Metadata-Version: 2.4
Name: evo-autoresearch-novelty-bench
Version: 0.1.1
Summary: Benchmark for measuring novelty in autonomous research-agent proposals, built on Prime Intellect's autonomous-speedrunning archive.
Author: Evo HQ
License: Apache-2.0
Project-URL: Homepage, https://github.com/evo-hq/autoresearch-novelty-bench
Project-URL: Source, https://github.com/evo-hq/autoresearch-novelty-bench
Requires-Python: >=3.10
Description-Content-Type: text/markdown
Requires-Dist: pandas>=2.2
Requires-Dist: pyarrow>=15.0
Requires-Dist: pydantic>=2.6
Requires-Dist: numpy>=1.26
Requires-Dist: huggingface_hub>=0.24
Provides-Extra: openai
Requires-Dist: openai>=1.40; extra == "openai"
Provides-Extra: bge
Requires-Dist: sentence-transformers>=2.7; extra == "bge"
Provides-Extra: dev
Requires-Dist: pytest>=8.0; extra == "dev"
Requires-Dist: ruff>=0.4; extra == "dev"
Requires-Dist: openai>=1.40; extra == "dev"
Requires-Dist: sentence-transformers>=2.7; extra == "dev"
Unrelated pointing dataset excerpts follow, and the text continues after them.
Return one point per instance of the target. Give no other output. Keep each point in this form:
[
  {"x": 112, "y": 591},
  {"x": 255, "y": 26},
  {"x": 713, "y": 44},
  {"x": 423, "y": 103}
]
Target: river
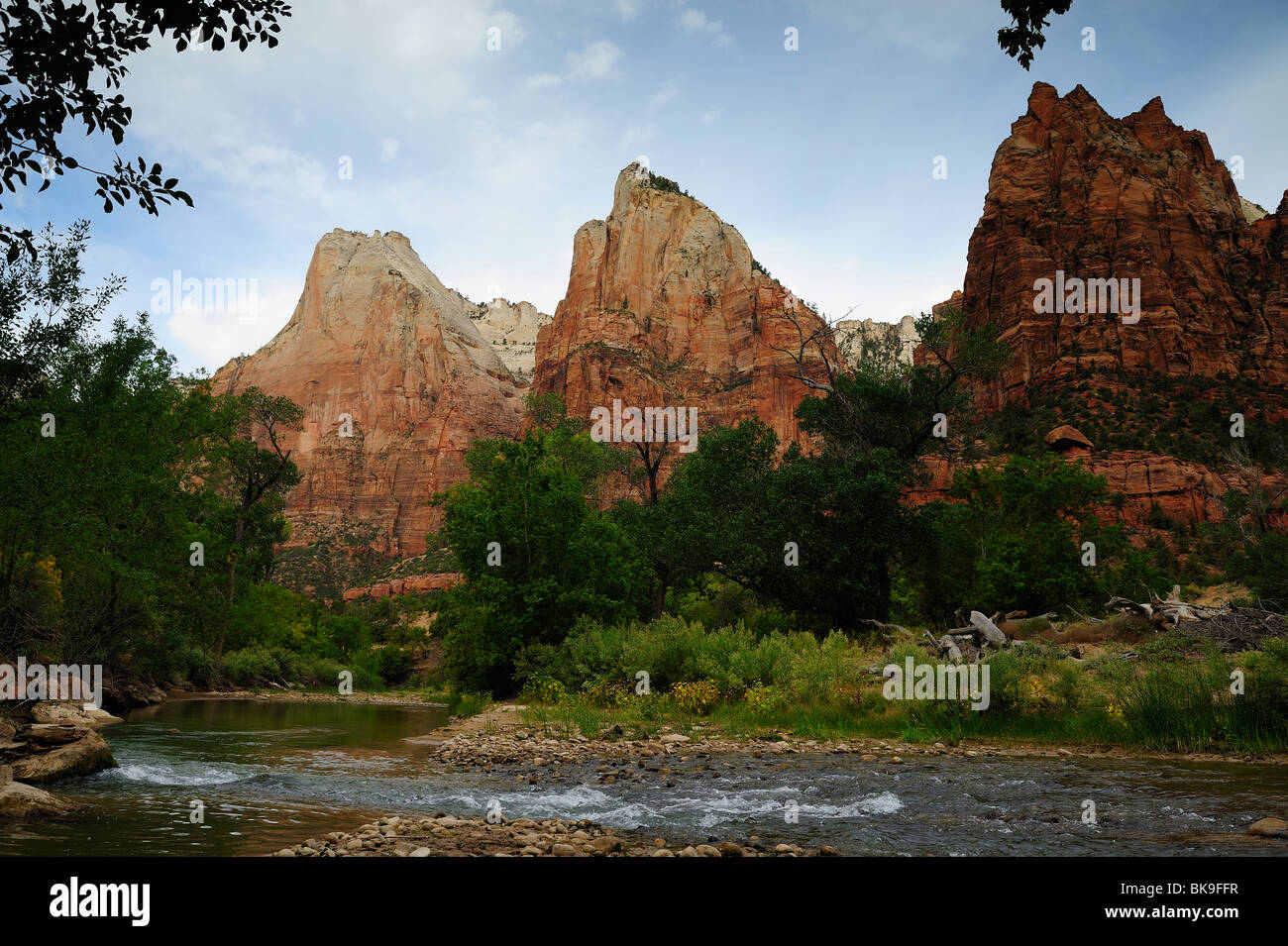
[{"x": 270, "y": 773}]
# autoresearch-novelty-bench

A benchmark for testing whether an autonomous AI research agent proposes
**novel, mechanism-distinct hypotheses** that **anticipate breakthroughs**
later found by other researchers.

**By [Evo](https://evo-hq.com).** Built on Prime Intellect's
[autonomous-speedrunning archive](https://github.com/PrimeIntellect-ai/experiments-autonomous-speedrunning)
— two AI agents (Claude Code and Codex) competing on `modded-nanogpt`'s
optimization speedrun.

---

## What is this

You give a snapshot in time: "here's where two agents got on the
modded-nanogpt speedrun by 2026-05-12 11:17." Your proposer agent writes
N candidate ideas for how to go faster. The benchmark grades each candidate:

- **Rediscovery?** It matches something already tried before this moment.
- **Anticipation?** It matches something that other researchers proved out
  *later* (you predicted a winning thread).
- **Novel?** Mechanistically new — no prior or future match.
- **Invalid?** Malformed or missing required structure.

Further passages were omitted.